Als zweitletzter Kanton beschloss Zug, die lokalen und kantonalen Exekutivämter künftig per Majorzwahl zu vergeben (vgl. Teil I, 1e). Die von der CVP und FDP des Kantons Zug lancierte Verfassungsinitiative „Ja zu Personenwahlen“ wurde von der kantonalen Stimmbevölkerung im September nach umkämpfter Kampagne mit 62,8% Zustimmung unerwartet deutlich angenommen. Sowohl Regierung als auch Parlament hatten das Anliegen der Mitte-Parteien im Vorfeld der Abstimmung mehrheitlich unterstützt. Neben CVP und FDP fasste auch die GLP die Ja-Parole. SVP, SP und ALG stellten sich gegen das Anliegen. Während die Befürworter mit notwendiger Modernisierung und erhöhter Transparenz argumentierten, warfen die Gegner den Mitteparteien vor, man erhoffe sich vom Anliegen in erster Linie die Stabilisierung oder gar Erhöhung der eigenen Wähleranteile. Darüber hinaus führe Majorz zum Ausschluss grosser Minderheiten und zur „Amerikanisierung“ der Zuger Politik: Geld würde im Wahlkampf eine gewichtigere Rolle spielen und eine politische Kultur der Konfrontation und Opposition im Parlament würde verstärkt. Die Befürworter des Majorz hingegen waren der Ansicht, die Mehrheitswahl begünstige die Wahl von leistungsfähigen und starken Persönlichkeiten – unabhängig von ihrer parteipolitischen Orientierung, was auch der zunehmend partei-ungebundenen Wählerschaft entspreche (ZGZ, 4.5., 11.5., 13.5., 14.5. und 10.6.13).

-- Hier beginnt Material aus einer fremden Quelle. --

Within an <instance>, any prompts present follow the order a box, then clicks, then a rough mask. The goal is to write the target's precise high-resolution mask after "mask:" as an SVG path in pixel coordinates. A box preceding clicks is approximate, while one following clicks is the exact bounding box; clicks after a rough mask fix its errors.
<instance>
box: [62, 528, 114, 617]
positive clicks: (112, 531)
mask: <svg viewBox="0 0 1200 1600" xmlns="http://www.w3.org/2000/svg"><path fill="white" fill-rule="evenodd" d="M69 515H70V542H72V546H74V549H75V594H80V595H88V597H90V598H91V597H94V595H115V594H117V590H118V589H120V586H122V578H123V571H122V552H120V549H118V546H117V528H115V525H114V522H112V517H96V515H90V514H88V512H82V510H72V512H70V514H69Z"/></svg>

Mit 46,9% Ja-Stimmen beerdigte die Urner Stimmbevölkerung im September ein dem obligatorischen Referendum unterstelltes Gesetz über die Gemeindefusion im Kanton Uri. Ja sagten die Urnerinnen und Urner hingegen zu einer entsprechenden Anpassung der Kantonsverfassung. Dort werden die bestehenden Gemeinden neu nicht mehr namentlich aufgeführt, womit künftige Gemeindefusionen ohne Verfassungsänderung und demzufolge ohne zwingende Volksabstimmung vollzogen werden können. Das Gesetz hätte die rechtlichen und finanziellen Rahmenbedingungen schaffen wollen, um Gemeindefusionen im Kanton zu erleichtern und zu fördern. Ein dem Gesetz beigelegter Fusionsplan hätte eine gezielte Reduktion der bis anhin 20 Gemeinden auf 5 finanziell ähnlich starke Gemeinden vorgesehen. Die SVP stellte sich als einzige Partei gegen das Gesetz und warnte vor Zentralismus, der Entmündigung und Benachteiligung insbesondere von kleineren Gemeinden sowie vor unklaren Auswirkungen für den Finanz- und Lastenausgleich. Darüber hinaus seien die geplanten finanziellen Anreize zur Fusion in der Höhe von insgesamt 10 Mio. CHF unnötig und überrissen, das Geld werde für andere bald anfallende Grossinvestitionen (Kantonsspital, regionales Gesamtverkehrskonzept, etc.) dringender benötigt. Auf der anderen Seite argumentierten die Befürworter erfolglos, der rasante Bevölkerungsrückgang erfordere die Fusion von Gemeinden, um deren Autonomie und Handlungsfähigkeit zu erhalten. Mit dem Fusionsplan, der flexibel anpassbar sei, würde zudem verhindert, dass sich das finanzielle Gefälle zwischen starken und schwachen Gemeinden noch weiter verstärke (URZ, 24.8., 4.9., 7.9., 23.9. und 26.9.13).